Codes / Standards
ASHRAE, IES seek to lighten energy use through changes to Standard 90.1
ATLANTA — Requirements to “lighten up” energy use and costs through fenestration, parking lot lighting and other proposed measures are being recommended for Standard 90.1.
ANSI/ASHRAE/IESNA Standard 90.1-2007, Energy Standard for Buildings Except Low-Rise Residential Buildings, provides minimum requirements for the energy-efficient design of buildings except low-rise residential buildings. Currently, 15 proposed addenda to the standard are open for public review.
“As the industry continues to call for buildings and systems that use less energy, the Standard 90.1 committee is striving to find ways to reduce energy uses and costs,” Mick Schwedler, chair of the Standard 90.1 committee, said. “The proposed changes not only reduce energy use but move the standard closer to the workplan goal of a 2010 standard with 30 percent energy cost savings compared to the 2004 standards.”
Among the proposed addenda out for public comment is addendum cd, which would require active exterior control rather than just require the control capability; add bi-level control for general all-night applications, such as parking lots to reduce lighting when not needed; and add control for façade and landscaping lighting not needed after midnight.
Eric Richman, chair of the standard’s lighting subcommittee, noted that studies from the California Lighting Technology Center at the University of California at Davis found that control strategies reduce lighting energy use by significant amounts during night time hours.
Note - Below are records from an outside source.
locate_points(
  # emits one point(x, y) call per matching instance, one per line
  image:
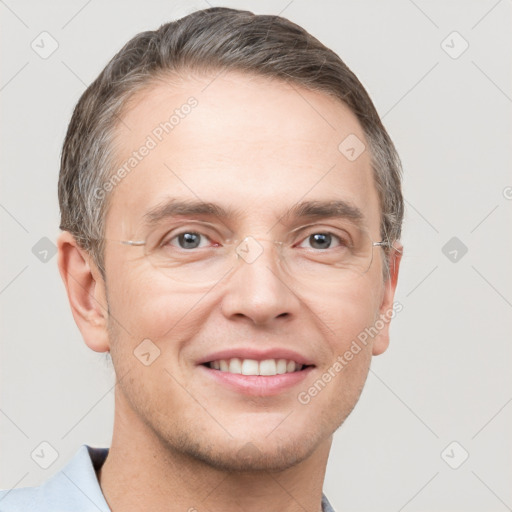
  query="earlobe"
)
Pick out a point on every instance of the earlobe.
point(387, 310)
point(86, 292)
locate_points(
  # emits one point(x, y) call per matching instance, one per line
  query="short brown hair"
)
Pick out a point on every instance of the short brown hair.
point(208, 40)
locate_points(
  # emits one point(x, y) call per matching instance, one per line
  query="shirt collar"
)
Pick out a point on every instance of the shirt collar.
point(76, 487)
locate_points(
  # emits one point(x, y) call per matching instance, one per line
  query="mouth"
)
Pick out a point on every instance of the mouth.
point(262, 377)
point(265, 367)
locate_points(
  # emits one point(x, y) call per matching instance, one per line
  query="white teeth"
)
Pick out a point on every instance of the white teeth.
point(235, 365)
point(268, 367)
point(254, 367)
point(250, 367)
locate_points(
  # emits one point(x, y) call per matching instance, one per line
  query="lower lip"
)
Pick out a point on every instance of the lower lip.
point(257, 385)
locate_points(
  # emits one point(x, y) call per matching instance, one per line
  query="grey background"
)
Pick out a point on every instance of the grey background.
point(446, 376)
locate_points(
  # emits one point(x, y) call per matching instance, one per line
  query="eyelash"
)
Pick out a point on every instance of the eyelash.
point(342, 242)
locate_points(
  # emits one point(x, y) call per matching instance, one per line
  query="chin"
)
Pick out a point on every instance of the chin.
point(234, 455)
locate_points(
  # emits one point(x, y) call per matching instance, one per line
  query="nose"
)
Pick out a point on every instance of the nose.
point(257, 288)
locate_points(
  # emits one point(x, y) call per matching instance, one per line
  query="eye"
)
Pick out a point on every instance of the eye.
point(188, 240)
point(324, 240)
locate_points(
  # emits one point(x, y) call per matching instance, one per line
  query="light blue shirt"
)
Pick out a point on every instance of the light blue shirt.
point(74, 488)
A study by Polytechnic State University showed that parking lot lighting operates in a low mode 68 percent of the time.
Additional information from a study by Navigant Consulting shows that parking lots account for 22 Twh out of a total 57 TWh used for outdoor lighting annually nationwide in the U.S. While this estimate includes all lit parking areas, the potential for energy savings in parking areas that are directly associated with specific building projects are significant and should be supported by the standard.
A second public review of proposed addendum bn would reduce solar loads by orienting the fenestration in more appropriate directions. Changed in response to comments during the first public review, this approach gives flexibility to building design teams to work with siting and fenestration and orientation as well as fenestration area to comply with the requirement.
Proposed addendum bb updates building envelope requirements for opaque elements, such as walls and rooms, and fenestration (windows and skylights). A number of changes were made in response to public comments during the first public review.
“I would like to thank all of those who met with the Standard 90.1 committee during our fall interim meetings for their candor, input and willingness to work toward an addendum that can reach consensus and save both energy and energy costs,” Schwedler said.